Au cœur du litige se trouve la qualification du radar installé à Fiumicino. Des experts du ministère italien de la Défense ont conclu que ce système est un équipement militaire, en raison de ses caractéristiques techniques, de sa classification selon les réglementations internationales sur le commerce des armes, et de son enregistrement dans le registre national des matériels militaires. Or, les autorisations nécessaires pour l’importation et l’exploitation de ce matériel militaire n’auraient pas été obtenues.

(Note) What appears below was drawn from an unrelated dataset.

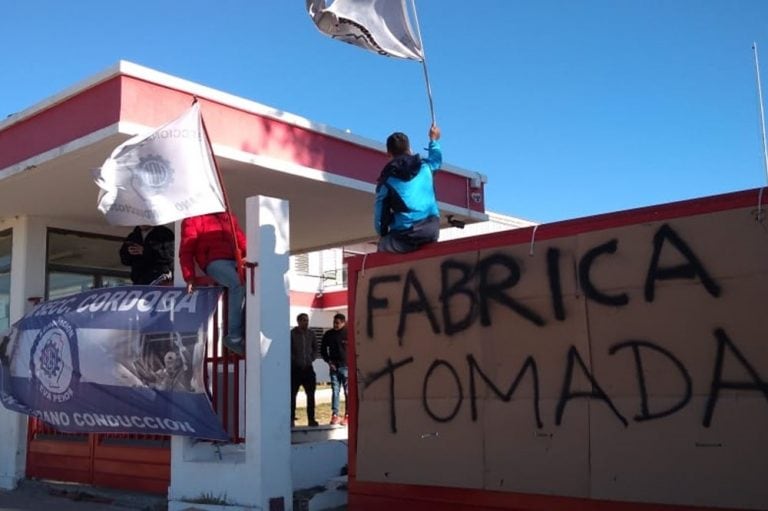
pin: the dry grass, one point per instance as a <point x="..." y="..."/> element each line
<point x="322" y="411"/>
<point x="322" y="414"/>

De leur côté, les responsables d’ADR affirment que le radar est un système à double usage, déjà utilisé dans d’autres aéroports européens et lors de grands événements publics, et qu’ils respecteront la décision tout en maintenant la sécurité et la continuité des opérations anti-drones.
Cette affaire dépasse le simple cadre d’un différend contractuel. Elle met en lumière les tensions entre exigences légales nationales et coopération internationale dans le domaine sensible de la sécurité aéroportuaire. Le retrait des entreprises israéliennes d’un projet aussi visible pourrait avoir des répercussions sur la présence technologique d’Israël en Europe, notamment dans la protection contre les menaces aériennes. Par ailleurs, l’ouverture d’une enquête pénale souligne la vigilance accrue des autorités italiennes sur la transparence et la conformité des procédures d’acquisition de systèmes de défense, particulièrement ceux classés comme militaires.
La décision du Conseil d’État italien illustre la complexité des enjeux liés à la sécurité des infrastructures civiles face à des technologies à la fois civiles et militaires. Elle impose un réexamen rigoureux des critères d’attribution des contrats, tout en soulignant les défis diplomatiques liés à la coopération avec des partenaires internationaux dans le secteur de la défense. Le maintien de la sécurité à l’aéroport de Rome Fiumicino reste une priorité, mais cette affaire rappelle que les aspects réglementaires et juridiques peuvent profondément influencer les choix technologiques et stratégiques dans ce domaine sensible.